La risposta dell’Asrem ha qualificato il presidio come un gesto definito “strumentale”. A marzo, a tre mesi dall’avvio, un manifesto dell’Aiop (Associazione italiana ospedalità privata) è comparso su un tabellone all’ingresso dell’ospedale: l’immagine mostrava un cavolfiore e la scritta “Cosa c’entra il debito degli ospedali pubblici con la sanità privata? Un cavolo!”.
sanità privata e spesa regionale: il tema indicato
La ricostruzione collega la contestazione anche al tema del rapporto tra sanità pubblica e privata convenzionata. In Molise, viene riportato che il 28,7% della spesa sanitaria regionale è destinato a rimborsare prestazioni del privato convenzionato, indicato come seconda percentuale più alta d’Italia secondo un rapporto citato nella ricostruzione. Castrataro ha collegato l’assenza di un cambiamento alla presenza di un conflitto pubblico-privato rimasto non sanato.
cosa succede adesso: tar, comitato e iniziative in autunno
La fase successiva si concentra su strumenti legali e organizzazione di iniziative sul territorio. Il 9 maggio il consiglio comunale di Isernia ha votato all’unanimità un mandato al sindaco per impugnare il piano davanti al Tar.

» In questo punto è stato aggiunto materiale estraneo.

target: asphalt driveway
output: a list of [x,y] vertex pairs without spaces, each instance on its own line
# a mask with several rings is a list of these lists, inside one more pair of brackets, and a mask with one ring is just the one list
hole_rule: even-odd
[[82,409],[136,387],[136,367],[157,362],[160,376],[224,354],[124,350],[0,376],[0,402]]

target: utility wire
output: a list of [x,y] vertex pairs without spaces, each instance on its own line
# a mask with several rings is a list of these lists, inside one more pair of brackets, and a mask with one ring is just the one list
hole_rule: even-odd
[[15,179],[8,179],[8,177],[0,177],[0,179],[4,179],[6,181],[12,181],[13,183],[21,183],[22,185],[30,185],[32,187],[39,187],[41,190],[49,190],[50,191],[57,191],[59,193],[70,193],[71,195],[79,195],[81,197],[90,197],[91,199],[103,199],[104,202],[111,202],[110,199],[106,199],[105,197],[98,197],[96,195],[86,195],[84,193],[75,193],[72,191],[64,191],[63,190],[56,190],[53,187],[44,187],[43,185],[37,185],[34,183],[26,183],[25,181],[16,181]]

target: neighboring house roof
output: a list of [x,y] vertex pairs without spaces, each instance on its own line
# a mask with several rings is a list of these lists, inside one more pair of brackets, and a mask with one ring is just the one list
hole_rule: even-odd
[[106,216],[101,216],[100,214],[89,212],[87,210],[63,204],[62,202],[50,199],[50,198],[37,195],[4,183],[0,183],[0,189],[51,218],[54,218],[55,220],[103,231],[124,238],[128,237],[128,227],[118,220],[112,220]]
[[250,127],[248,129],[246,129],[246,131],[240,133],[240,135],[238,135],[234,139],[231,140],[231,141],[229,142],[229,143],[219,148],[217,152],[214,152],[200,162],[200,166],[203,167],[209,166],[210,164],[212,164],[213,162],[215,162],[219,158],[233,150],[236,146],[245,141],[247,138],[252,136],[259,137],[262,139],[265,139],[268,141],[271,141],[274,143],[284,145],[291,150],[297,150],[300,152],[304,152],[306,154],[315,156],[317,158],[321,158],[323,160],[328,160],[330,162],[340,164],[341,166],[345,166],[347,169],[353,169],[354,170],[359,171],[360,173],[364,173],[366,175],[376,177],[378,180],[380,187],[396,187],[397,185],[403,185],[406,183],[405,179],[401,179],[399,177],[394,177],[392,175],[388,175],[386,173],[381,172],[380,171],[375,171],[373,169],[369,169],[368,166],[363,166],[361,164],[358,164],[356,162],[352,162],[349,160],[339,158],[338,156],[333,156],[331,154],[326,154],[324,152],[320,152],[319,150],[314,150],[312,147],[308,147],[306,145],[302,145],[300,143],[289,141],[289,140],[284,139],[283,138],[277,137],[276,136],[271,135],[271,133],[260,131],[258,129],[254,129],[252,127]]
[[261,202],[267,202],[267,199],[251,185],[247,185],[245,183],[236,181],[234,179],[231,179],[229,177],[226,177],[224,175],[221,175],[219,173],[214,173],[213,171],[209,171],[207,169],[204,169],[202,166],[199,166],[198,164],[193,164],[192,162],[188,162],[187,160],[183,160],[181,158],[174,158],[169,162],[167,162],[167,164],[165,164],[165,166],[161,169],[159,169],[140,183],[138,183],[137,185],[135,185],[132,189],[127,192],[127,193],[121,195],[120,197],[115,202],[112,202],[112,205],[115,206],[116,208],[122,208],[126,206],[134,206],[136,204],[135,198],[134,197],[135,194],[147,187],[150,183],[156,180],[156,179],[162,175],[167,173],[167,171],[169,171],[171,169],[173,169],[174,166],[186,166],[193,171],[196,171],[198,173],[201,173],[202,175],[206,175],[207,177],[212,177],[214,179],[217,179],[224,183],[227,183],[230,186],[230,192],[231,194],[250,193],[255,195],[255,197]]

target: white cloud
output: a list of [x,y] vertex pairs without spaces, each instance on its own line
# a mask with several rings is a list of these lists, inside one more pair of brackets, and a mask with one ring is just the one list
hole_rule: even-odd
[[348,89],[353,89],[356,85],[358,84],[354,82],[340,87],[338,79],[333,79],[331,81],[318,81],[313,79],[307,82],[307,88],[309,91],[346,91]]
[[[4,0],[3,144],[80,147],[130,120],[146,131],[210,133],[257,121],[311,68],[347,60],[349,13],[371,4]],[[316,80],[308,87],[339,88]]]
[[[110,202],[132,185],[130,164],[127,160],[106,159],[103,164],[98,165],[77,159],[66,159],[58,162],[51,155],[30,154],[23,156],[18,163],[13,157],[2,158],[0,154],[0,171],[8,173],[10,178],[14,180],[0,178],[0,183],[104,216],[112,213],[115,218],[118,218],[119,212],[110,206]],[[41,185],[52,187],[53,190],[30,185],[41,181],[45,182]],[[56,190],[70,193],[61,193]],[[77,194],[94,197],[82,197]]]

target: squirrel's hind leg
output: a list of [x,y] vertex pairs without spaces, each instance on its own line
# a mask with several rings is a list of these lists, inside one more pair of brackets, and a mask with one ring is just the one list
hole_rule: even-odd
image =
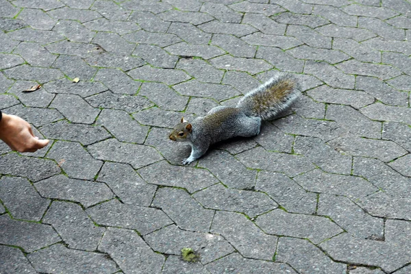
[[192,161],[195,161],[201,157],[208,149],[208,146],[203,146],[203,147],[198,147],[194,145],[191,145],[191,154],[187,159],[184,159],[182,163],[183,164],[189,164]]
[[258,135],[261,128],[261,118],[245,116],[241,120],[239,136],[251,137]]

Nel medesimo perimetro, Castrataro ha annunciato la costituzione di un comitato per il Veneziale, una raccolta firme per il punto nascita e la programmazione degli Stati Generali della Sanità Pubblica in Molise da tenersi in autunno.
richiesta politica: tavolo tecnico ministeriale e rimozione commissari
Sul fronte politico, il sindaco ha chiesto che il presidente della Regione Francesco Roberti e i parlamentari molisani portino in Consiglio dei ministri la raccomandazione per un tavolo tecnico ministeriale congiunto, già associato alla certificazione della necessità di rimuovere i commissari.
La linea esposta distingue tra atti politici e decisioni sostanziali: approvare una sfiducia in consiglio regionale viene presentato come passaggio diverso dal chiedere che commissari ritenuti responsabili di esiti negativi siano rimossi.
Nel merito della valutazione politica, Castrataro ha espresso l’idea che il piano mostri un peso minore della provincia di Isernia rispetto a Campobasso e ha affermato che i rappresentanti in regione e in Parlamento non sarebbero stati in grado di difendere i diritti alla cura della provincia, con un rischio indicato: diventare l’unica area in Italia a non avere un punto nascita.
la partita resta aperta
La tenda è stata smontata, ma la prosecuzione del confronto viene presentata come inevitabile su più fronti. Le misure indicate dal piano operativo, gli esiti già richiamati e la riprogrammazione delle iniziative locali sostengono la continuità del percorso intrapreso.